Michelle looked up from the frost and saw Jada coming out of her house. She’d be in a grim mood. Jada hated winter. Well, Michelle was prepared to hear her complain and also ready to hear what was going on in the Jackson marriage.
Jada pulled her hood tighter around her face. Gray flaky patches were already forming on the skin under her eyes. She wasn’t made to live in this climate, she thought, though she’d lived in the Northeast all her life. When she’d visit her parents in Barbados, her skin stayed moist. There her hair went into perfect jet ringlets and had bounce. She had what Clinton’s grandma called “good hair”—that meant it wasn’t nappy and didn’t need a perm to straighten it. Jada knew what it really meant was that it was closer to white people’s hair than it was to black people’s. She hated that kind of stuff, so she was disgusted with herself to find she was pleased that Shavonne had inherited her hair.

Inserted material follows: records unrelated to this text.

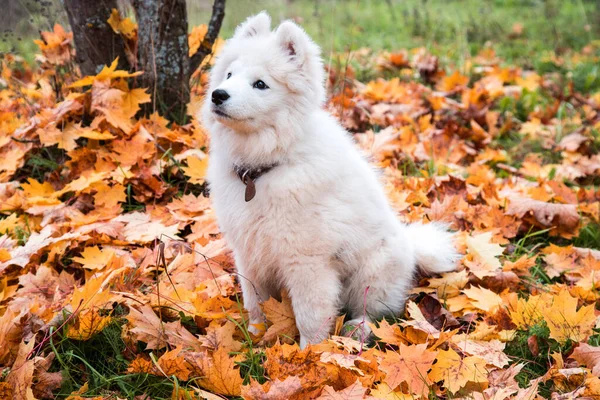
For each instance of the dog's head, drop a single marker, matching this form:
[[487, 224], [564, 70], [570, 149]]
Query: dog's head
[[264, 76]]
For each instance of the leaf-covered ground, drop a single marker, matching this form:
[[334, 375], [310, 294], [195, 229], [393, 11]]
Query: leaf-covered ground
[[115, 281]]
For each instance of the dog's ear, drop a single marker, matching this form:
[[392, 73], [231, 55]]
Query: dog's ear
[[256, 25], [293, 41]]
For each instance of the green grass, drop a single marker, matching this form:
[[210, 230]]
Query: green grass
[[453, 29], [450, 28], [535, 366]]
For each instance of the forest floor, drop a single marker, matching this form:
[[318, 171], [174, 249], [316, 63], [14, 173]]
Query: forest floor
[[116, 283]]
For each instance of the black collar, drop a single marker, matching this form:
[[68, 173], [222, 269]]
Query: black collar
[[248, 175]]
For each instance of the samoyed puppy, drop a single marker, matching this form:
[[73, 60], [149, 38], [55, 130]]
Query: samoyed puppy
[[300, 207]]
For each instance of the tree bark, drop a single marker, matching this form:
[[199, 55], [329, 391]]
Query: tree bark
[[212, 33], [95, 42], [163, 54]]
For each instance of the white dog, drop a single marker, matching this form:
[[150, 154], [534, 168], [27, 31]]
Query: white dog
[[298, 204]]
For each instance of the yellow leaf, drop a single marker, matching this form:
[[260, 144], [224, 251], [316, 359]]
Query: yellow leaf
[[528, 312], [92, 295], [109, 196], [94, 258], [410, 364], [108, 72], [196, 169], [484, 250], [123, 26], [565, 322], [87, 324], [483, 299], [35, 189], [218, 372], [456, 372]]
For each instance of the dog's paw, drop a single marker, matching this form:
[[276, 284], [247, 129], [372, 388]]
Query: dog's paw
[[357, 329]]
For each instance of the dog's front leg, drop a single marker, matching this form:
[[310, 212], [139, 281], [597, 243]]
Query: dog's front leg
[[314, 288], [253, 293]]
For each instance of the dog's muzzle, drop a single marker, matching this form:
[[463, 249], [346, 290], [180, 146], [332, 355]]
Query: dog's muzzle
[[219, 96]]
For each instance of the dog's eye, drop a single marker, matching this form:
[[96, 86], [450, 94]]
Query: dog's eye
[[260, 85]]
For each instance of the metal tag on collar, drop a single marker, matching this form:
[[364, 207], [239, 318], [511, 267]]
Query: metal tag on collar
[[250, 187]]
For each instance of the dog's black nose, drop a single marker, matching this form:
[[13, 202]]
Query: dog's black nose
[[219, 96]]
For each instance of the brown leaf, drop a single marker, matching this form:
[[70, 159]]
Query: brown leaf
[[281, 314], [289, 388], [218, 372], [563, 216]]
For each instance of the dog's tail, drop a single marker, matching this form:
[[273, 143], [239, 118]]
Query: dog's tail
[[434, 248]]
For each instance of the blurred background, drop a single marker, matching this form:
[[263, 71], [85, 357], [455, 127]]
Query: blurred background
[[452, 29]]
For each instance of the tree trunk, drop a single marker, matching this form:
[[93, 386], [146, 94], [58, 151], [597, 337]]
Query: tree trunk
[[96, 43], [163, 54]]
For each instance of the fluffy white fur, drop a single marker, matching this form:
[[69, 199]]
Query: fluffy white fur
[[320, 225]]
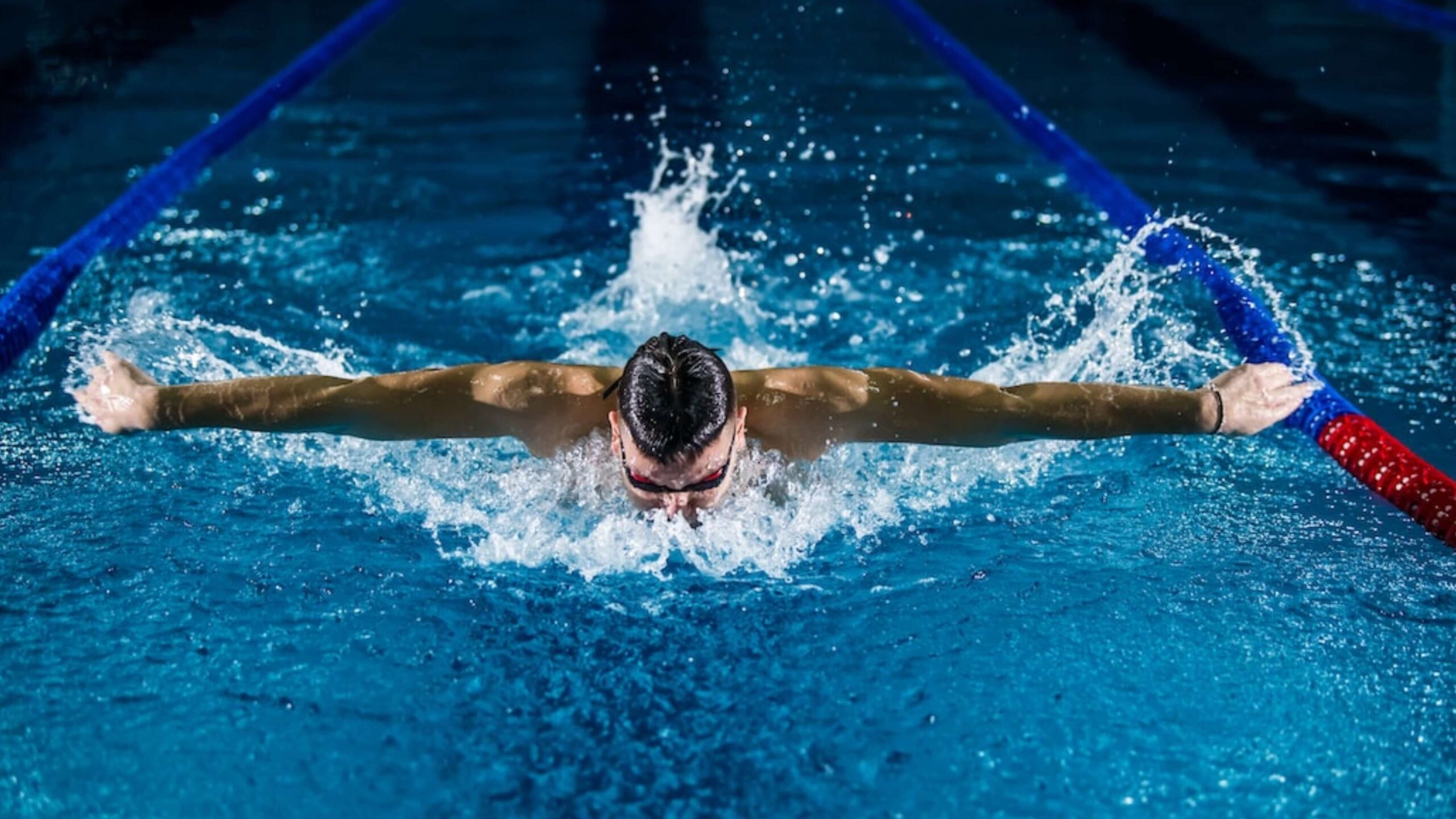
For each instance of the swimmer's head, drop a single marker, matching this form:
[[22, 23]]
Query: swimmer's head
[[677, 426]]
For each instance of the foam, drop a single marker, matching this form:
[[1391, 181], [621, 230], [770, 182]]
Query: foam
[[488, 503]]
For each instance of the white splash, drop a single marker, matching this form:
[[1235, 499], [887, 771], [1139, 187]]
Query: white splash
[[677, 278], [488, 503]]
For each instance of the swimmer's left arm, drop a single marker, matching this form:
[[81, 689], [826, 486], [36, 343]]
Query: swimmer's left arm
[[880, 404]]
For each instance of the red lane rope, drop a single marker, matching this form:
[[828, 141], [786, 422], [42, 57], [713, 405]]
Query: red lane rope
[[1394, 473]]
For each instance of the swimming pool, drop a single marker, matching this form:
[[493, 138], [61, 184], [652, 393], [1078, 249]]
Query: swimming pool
[[230, 624]]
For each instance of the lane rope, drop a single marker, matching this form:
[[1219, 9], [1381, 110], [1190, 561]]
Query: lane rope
[[1413, 15], [30, 305], [1356, 442]]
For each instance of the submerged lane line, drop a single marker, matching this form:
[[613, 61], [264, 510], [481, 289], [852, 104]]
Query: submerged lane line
[[1356, 442], [1413, 15], [34, 299]]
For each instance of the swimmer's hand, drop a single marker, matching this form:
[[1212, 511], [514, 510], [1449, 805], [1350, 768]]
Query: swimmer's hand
[[1256, 397], [120, 397]]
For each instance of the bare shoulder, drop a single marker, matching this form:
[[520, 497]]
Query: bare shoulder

It wasn’t as important that Kevon get it, and when he didn’t—his tight curls were a lot more like Clinton’s—Jada had accepted that. That made her a racist and a sexist, she figured. She’d decided she’d let God worry about Sherrilee’s hair.
Jada reached for her Blistex stick. In the Caribbean, her full lips never cracked and chapped. She stuck her hand into the pocket of her parka, pulled out a tube of Vaseline and smeared it on her face and hands before putting her gloves on. It was the only way to keep her face from peeling off in little dry flakes all winter. She’d look shiny, but what the hell, nobody saw her but Michelle and Pookie, and the one or two nutjobs who ran past them in shorts, tearing their middle-aged tendons and ruining their knees.